We do not have to abide by their arguments. If the government really wants the economy to improve for millions of workers they could start by using that $700 billion in massive public works; quality, free public housing, a new coast-to-coast public transportation system, a new public health clinic in every neighborhood, a program of environmental clean up and the retooling of the energy infrastructure for solar power would be a couple of good places to start.
I am sure that a “compromise” will be found and the bankers will get their money (did any one notice the $25 billion given to the auto companies over the weekend?). The capitalization of the credit markets is only a part of the problem. The fundamental problem in the economy is the driving down of wages and living standards for workers. This was the goal of neo-liberalism, and capitalism true to its contradictory form, has screwed itself while screwing the rest of us.
There are solutions to this mess but, in the medium and long run, they can’t be found in the dynamics of capitalism. Any real solution has to put these predatory practices out of business, not recapitalize them so they can start the awful process all over again. Nor is the solution simply in the stabilization of the finance markets- even an immediate infusion of capital into the banking system brings with it its own set of potential catastrophes (like a jump in inflation).
Unfortunately this isn’t the end of capitalism. There have been serious crises before. Capitalism has shown itself to be far more resilient than we have, at times, given it credit for. The lessons of the previous crises should be underlined. Without an organized working class in political opposition the capitalists have been able to get out of their crises on their terms.
The reforms that have been squeezed from that system in the past are a by-product of that opposition, their repeal a testimony to the lack of opposition. The creation of that class opposition is our task and it is urgent.
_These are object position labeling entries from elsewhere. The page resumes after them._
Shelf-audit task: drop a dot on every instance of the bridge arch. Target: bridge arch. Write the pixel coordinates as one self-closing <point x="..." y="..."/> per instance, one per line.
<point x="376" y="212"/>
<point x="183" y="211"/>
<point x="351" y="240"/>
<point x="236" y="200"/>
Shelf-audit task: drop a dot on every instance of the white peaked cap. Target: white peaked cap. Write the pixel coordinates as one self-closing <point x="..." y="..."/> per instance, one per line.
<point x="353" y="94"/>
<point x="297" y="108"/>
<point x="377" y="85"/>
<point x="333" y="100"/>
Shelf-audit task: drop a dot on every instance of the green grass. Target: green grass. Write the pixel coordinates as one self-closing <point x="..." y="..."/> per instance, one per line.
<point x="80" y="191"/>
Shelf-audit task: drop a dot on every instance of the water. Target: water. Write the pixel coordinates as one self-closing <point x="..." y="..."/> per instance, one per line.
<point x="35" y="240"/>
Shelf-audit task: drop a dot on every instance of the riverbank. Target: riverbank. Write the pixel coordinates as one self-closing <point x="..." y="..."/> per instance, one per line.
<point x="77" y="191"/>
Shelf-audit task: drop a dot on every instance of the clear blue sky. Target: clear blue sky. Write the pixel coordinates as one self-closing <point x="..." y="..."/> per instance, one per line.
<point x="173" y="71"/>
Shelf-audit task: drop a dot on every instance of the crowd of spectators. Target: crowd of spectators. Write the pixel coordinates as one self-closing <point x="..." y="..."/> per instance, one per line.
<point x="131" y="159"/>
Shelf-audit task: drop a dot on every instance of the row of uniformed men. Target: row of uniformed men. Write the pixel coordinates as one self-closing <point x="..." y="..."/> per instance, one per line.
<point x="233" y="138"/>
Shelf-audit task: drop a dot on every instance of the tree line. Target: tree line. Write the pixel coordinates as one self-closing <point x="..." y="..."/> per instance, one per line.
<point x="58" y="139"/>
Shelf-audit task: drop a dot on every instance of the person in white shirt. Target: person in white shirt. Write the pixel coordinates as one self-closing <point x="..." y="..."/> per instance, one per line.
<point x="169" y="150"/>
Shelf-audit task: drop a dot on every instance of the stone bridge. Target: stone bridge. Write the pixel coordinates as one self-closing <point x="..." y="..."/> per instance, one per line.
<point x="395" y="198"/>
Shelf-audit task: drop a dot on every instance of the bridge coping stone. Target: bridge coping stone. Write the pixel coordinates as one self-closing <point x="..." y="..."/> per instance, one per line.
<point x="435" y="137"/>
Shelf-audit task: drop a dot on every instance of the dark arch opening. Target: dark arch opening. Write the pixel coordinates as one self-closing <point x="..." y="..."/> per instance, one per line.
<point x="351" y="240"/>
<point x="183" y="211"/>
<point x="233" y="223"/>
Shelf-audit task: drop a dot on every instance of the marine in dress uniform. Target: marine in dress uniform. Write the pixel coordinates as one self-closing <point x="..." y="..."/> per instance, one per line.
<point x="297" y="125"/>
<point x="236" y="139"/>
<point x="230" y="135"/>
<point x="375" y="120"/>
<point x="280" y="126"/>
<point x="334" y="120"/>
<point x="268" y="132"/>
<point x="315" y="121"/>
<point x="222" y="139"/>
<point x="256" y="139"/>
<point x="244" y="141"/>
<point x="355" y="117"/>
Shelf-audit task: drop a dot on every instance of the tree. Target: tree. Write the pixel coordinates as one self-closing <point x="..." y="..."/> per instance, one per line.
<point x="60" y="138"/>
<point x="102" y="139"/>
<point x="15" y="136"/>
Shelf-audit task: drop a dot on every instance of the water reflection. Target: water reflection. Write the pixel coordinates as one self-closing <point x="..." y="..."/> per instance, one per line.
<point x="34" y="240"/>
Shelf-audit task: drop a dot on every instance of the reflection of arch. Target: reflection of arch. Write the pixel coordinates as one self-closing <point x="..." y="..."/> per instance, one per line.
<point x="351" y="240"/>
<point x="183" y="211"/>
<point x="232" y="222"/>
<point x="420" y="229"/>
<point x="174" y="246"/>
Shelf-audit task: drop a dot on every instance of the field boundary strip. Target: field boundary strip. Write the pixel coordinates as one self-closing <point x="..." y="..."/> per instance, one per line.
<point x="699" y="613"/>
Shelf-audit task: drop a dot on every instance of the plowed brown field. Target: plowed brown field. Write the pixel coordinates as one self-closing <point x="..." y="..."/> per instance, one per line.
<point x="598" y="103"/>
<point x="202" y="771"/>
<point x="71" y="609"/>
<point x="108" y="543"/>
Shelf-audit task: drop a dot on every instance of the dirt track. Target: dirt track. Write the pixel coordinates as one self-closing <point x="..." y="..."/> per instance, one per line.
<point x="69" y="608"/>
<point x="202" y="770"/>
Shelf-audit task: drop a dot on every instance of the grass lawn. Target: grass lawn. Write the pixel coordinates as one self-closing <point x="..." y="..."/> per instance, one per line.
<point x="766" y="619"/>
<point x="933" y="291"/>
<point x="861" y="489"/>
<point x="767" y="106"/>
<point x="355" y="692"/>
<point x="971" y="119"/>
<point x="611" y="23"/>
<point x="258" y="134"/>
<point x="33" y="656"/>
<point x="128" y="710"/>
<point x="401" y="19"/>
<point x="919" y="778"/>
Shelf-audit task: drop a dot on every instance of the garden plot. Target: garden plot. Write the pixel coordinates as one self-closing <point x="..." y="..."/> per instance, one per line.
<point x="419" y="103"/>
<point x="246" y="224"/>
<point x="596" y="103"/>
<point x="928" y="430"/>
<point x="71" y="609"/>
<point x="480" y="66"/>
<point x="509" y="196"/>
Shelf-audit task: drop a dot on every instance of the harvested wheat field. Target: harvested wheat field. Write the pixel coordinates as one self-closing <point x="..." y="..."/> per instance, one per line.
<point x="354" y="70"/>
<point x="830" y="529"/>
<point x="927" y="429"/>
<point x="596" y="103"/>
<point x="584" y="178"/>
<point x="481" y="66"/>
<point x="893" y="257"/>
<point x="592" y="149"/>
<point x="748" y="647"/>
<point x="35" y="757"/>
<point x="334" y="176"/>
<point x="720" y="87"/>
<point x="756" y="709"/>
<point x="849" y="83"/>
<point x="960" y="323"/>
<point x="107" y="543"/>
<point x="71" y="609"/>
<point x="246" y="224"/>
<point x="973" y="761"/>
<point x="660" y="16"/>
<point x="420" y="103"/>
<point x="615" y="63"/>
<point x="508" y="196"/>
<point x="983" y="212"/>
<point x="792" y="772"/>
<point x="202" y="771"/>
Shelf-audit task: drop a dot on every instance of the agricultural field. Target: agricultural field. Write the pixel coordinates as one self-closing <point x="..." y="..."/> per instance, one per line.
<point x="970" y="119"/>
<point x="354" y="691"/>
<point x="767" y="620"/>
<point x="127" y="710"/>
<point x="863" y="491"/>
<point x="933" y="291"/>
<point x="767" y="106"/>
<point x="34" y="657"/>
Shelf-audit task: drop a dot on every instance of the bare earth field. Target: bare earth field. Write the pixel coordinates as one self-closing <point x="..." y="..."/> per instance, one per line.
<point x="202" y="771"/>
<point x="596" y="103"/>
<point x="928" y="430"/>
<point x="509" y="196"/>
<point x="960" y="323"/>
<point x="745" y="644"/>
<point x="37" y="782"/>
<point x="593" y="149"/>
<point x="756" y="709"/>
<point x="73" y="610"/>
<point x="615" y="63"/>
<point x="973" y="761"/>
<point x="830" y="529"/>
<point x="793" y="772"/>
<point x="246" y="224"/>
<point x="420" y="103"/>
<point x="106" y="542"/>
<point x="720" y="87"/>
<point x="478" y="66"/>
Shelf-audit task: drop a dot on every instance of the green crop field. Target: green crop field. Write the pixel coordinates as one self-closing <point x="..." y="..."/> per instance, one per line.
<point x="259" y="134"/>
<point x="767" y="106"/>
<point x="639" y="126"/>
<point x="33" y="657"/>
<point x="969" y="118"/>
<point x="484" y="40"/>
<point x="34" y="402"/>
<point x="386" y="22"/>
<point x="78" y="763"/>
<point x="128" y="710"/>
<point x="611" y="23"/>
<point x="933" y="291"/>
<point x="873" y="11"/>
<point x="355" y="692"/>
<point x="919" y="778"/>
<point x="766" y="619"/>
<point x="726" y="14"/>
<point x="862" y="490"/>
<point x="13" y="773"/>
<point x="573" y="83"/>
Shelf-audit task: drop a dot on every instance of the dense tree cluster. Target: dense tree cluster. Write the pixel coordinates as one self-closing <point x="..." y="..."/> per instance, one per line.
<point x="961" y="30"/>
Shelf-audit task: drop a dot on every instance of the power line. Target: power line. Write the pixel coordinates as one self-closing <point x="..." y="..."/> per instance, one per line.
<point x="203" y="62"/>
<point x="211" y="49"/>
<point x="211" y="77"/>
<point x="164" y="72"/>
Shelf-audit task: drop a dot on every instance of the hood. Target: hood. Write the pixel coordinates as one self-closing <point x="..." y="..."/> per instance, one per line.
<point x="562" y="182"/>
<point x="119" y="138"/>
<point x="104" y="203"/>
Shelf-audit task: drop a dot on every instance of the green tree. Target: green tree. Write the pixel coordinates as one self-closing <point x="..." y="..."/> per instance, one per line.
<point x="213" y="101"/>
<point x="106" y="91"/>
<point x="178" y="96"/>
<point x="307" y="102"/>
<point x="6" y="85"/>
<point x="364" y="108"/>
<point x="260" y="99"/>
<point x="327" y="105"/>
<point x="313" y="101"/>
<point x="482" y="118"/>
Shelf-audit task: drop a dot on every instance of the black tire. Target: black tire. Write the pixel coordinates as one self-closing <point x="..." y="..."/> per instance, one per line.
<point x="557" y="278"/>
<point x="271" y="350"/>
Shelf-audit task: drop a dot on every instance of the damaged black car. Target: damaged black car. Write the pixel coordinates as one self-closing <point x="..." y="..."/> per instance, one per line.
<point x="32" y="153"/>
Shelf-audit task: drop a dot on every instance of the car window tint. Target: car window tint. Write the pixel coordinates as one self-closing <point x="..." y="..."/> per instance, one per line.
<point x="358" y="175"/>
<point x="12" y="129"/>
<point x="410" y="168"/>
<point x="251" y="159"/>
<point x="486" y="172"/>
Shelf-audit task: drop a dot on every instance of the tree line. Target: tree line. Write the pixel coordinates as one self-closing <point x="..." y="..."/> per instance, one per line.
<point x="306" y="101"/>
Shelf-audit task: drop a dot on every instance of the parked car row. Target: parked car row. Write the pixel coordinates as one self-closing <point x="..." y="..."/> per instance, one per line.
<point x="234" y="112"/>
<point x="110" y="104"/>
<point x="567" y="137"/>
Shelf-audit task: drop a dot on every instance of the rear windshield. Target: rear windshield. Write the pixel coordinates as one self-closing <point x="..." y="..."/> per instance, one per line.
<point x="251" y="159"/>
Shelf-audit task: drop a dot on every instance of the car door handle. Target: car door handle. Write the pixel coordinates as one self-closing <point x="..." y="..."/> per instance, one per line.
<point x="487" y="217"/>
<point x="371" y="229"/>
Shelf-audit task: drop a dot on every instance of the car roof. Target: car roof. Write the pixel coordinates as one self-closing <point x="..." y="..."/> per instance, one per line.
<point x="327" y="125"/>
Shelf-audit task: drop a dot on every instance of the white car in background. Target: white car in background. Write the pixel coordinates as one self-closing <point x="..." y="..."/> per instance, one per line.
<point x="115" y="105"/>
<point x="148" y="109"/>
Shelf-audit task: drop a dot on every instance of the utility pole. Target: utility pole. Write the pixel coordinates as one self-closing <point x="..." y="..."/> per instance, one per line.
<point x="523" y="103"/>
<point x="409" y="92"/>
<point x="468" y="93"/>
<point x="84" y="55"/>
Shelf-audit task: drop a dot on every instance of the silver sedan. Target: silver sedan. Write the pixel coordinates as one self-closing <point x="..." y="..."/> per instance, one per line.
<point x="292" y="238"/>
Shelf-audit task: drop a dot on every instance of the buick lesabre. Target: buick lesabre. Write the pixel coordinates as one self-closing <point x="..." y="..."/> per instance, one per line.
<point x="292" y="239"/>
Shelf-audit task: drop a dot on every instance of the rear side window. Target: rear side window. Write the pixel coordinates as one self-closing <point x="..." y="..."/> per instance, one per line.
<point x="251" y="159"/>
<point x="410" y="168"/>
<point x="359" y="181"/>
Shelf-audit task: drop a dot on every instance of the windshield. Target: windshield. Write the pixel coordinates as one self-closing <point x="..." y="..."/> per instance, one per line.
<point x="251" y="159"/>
The left may not be able to affect the immediate outcome of the debate in Washington, but we can enter the debate around the country with our vision; the productive forces of our society developed by the producers themselves for the public good and not private enrichment.
If we don’t, at some point, win that debate we will forever hobble from crisis to crisis all the while the human and natural resources of the world are exhausted, bled white from the logic of capitalist accumulation. The currently posed “alternatives” are just more coal into the furnace of a runaway train. Either we stop this train or, at some point, it goes over a cliff.
the campaign of fear may not be working on the people, but man, i am afraid it seems to be working on Congress. they are not refusing to do a bailout, some of them just want better legislation and will hold off for just a little bit. but in the end, i think they will pass something, and part of that is due to their own fear, and quite frankly, their own inability to understand what the *%&^ is going on. i wish they were more afraid of being voted out of office – then we may have a better chance. i just do not know one single person who supports a bailout. it was cool as hell when the first bill failed- and giselle is right, watching them squirm is truly wonderful, but they know too that in the end, they’ll get just what they want. and that pisses me off.
It amazes me that bourgeoise economists, are so empirical. They have no concept of capitalism’s cycles.
If the bailout fails, there will be worldwide recession. If it passes there will be stagflation.
I completely agree with this analysis. The campaign of fear has been truly intense but it isn’t working. If I hear one more ruling class comment about Main Street, I think I’ll puke. Politicians can repeat themselves til their faces turn blue about how “tax payers” will pay a much higher price for not supporting the bailout but no one is buying the notion that financial institutions need a handout. It’s been cool to watch ’em squirm – risk not getting re-elected or remember who butters your bread. What a conumdrum!